Questions: Default Probability and Recovery Rate Estimation

5 questions to test your understanding

Score: 0 / 5
Question 1 Multiple Choice

A corporate bond yields 5% while a risk-free Treasury of the same maturity yields 2%, implying a credit spread of 3%. An analyst concludes that the market-implied default probability is 3%. Why is this likely an overestimate?

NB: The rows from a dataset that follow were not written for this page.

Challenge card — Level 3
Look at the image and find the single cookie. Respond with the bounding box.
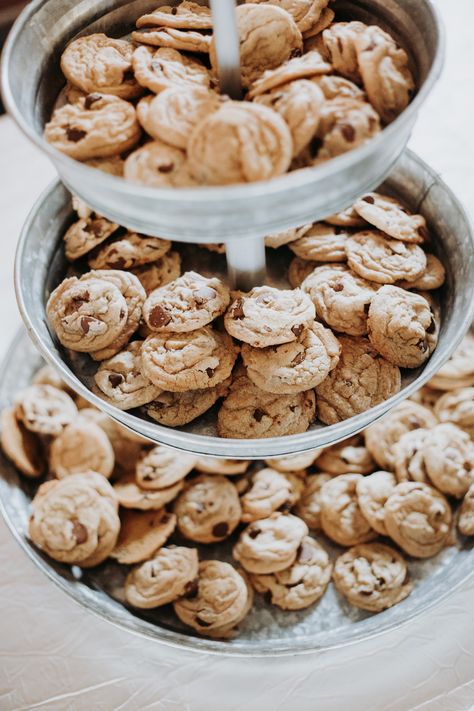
[385,481,452,558]
[15,385,77,437]
[232,513,308,574]
[135,445,196,490]
[133,47,211,94]
[173,560,252,637]
[28,473,120,568]
[61,33,142,99]
[110,509,176,565]
[241,321,341,394]
[316,336,401,425]
[354,193,428,244]
[240,468,304,523]
[320,474,376,546]
[173,474,242,543]
[333,543,413,612]
[224,286,315,348]
[124,139,196,188]
[124,546,199,610]
[0,407,44,477]
[356,471,397,536]
[301,264,378,336]
[354,25,415,123]
[143,272,230,333]
[217,370,316,439]
[423,422,474,499]
[346,230,426,284]
[142,326,237,392]
[92,341,161,410]
[367,286,438,368]
[250,536,332,610]
[49,418,115,479]
[44,94,141,161]
[255,79,324,157]
[188,103,293,185]
[364,400,437,472]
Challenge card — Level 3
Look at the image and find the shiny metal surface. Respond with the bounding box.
[0,332,474,657]
[15,151,474,459]
[2,0,444,242]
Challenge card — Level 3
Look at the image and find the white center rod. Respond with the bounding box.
[210,0,266,291]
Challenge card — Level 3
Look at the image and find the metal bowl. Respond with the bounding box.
[0,333,474,657]
[15,152,474,459]
[2,0,444,242]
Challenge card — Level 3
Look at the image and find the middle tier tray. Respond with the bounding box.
[15,151,474,459]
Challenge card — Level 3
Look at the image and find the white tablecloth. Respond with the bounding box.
[0,0,474,711]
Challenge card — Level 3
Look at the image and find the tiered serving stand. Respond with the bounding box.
[0,0,474,655]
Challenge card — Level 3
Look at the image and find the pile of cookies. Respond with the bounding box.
[44,0,415,188]
[1,336,474,638]
[46,193,445,438]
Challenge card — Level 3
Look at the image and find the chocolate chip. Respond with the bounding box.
[212,521,229,538]
[232,299,245,321]
[66,126,87,143]
[148,306,171,328]
[72,521,88,544]
[109,373,125,388]
[84,94,102,109]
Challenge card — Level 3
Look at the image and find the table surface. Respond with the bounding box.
[0,0,474,711]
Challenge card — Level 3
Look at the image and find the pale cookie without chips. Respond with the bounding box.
[385,481,452,558]
[240,468,304,523]
[356,471,397,536]
[28,474,120,568]
[354,193,428,244]
[135,445,196,489]
[224,286,315,348]
[142,326,237,392]
[354,25,415,123]
[188,101,293,185]
[124,546,199,610]
[233,513,308,574]
[290,222,350,262]
[217,371,316,439]
[173,474,242,543]
[0,407,44,477]
[364,400,437,471]
[63,213,118,261]
[316,336,401,425]
[241,321,341,394]
[143,272,230,333]
[44,94,141,161]
[61,33,142,99]
[293,473,332,531]
[301,264,378,336]
[93,341,161,410]
[255,79,324,157]
[320,474,376,546]
[367,285,438,368]
[15,385,77,436]
[124,139,196,188]
[423,422,474,499]
[145,378,230,427]
[333,543,412,612]
[346,230,426,284]
[49,418,115,479]
[110,509,176,565]
[133,47,211,94]
[174,560,252,637]
[250,536,332,610]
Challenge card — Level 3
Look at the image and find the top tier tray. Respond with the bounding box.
[2,0,444,242]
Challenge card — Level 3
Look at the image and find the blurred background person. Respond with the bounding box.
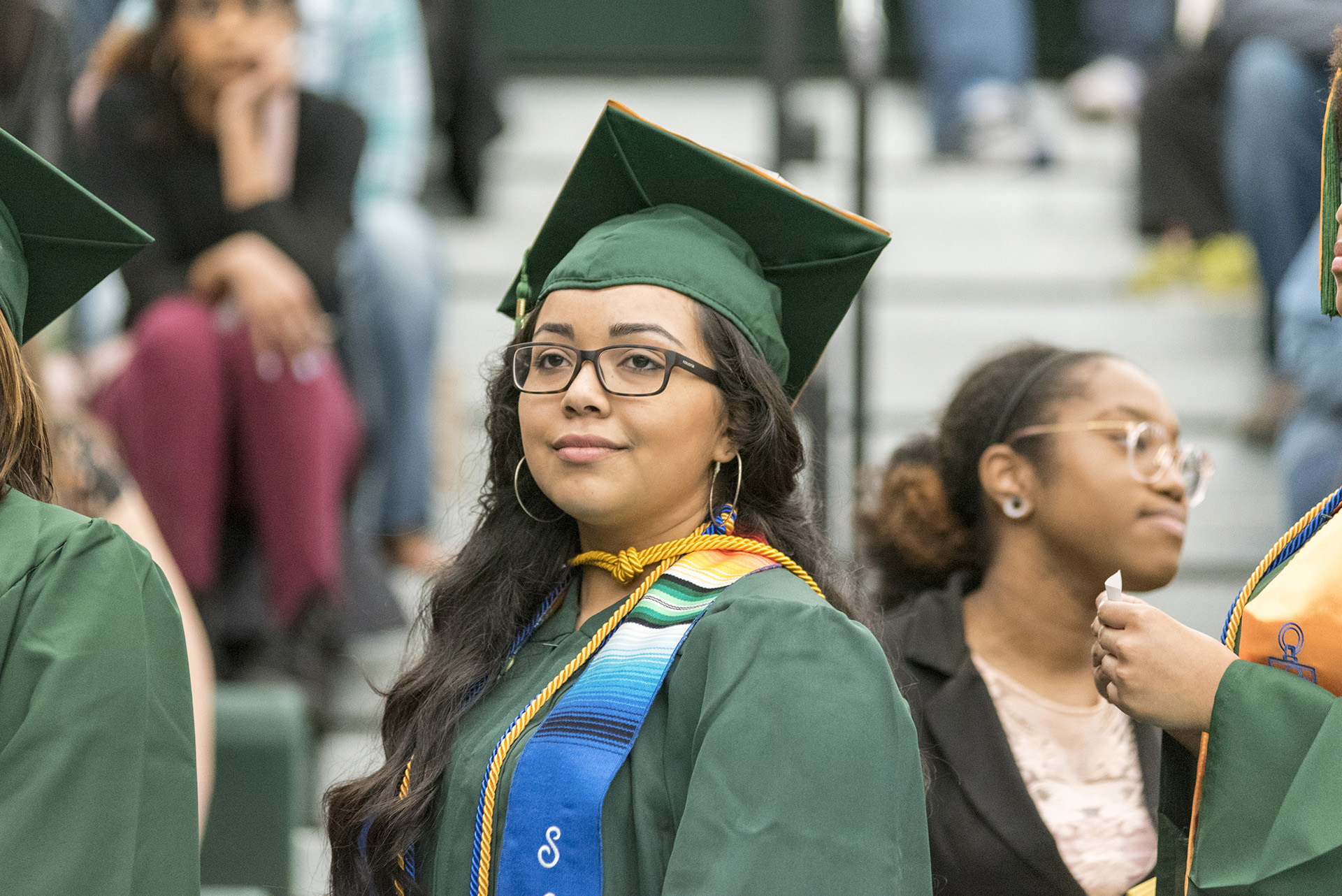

ACredit spreads undercount default probability because they don't include LGD
BCredit spreads embed a liquidity premium on top of expected loss, inflating the implied PD beyond the actual default probability
CTreasury yields already include a credit component, so the spread is not a pure default signal
DDefault probability can only be estimated from equity prices, not bond prices
Question 2 Multiple Choice

A bank has a $2 million loan outstanding. The borrower has a 5% annual probability of default, and the bank expects to recover 40% of the loan if default occurs. What is the expected annual credit loss?

A$60,000
B$100,000
C$40,000
D$4,000
Question 3 True / False

During a severe economic downturn, default rates and recovery rates tend to move in opposite directions — as defaults rise, recoveries fall — amplifying credit losses beyond what simple expected-loss calculations predict.

TTrue
FFalse
Question 4 True / False

Market-implied default probabilities derived from credit spreads tend to underestimate actual default probabilities because bond investors are overly optimistic.

TTrue
FFalse
Question 5 Short Answer

Explain why using the formula EL = PD × LGD × EAD to estimate a credit portfolio's total expected loss may significantly understate actual losses during a financial crisis.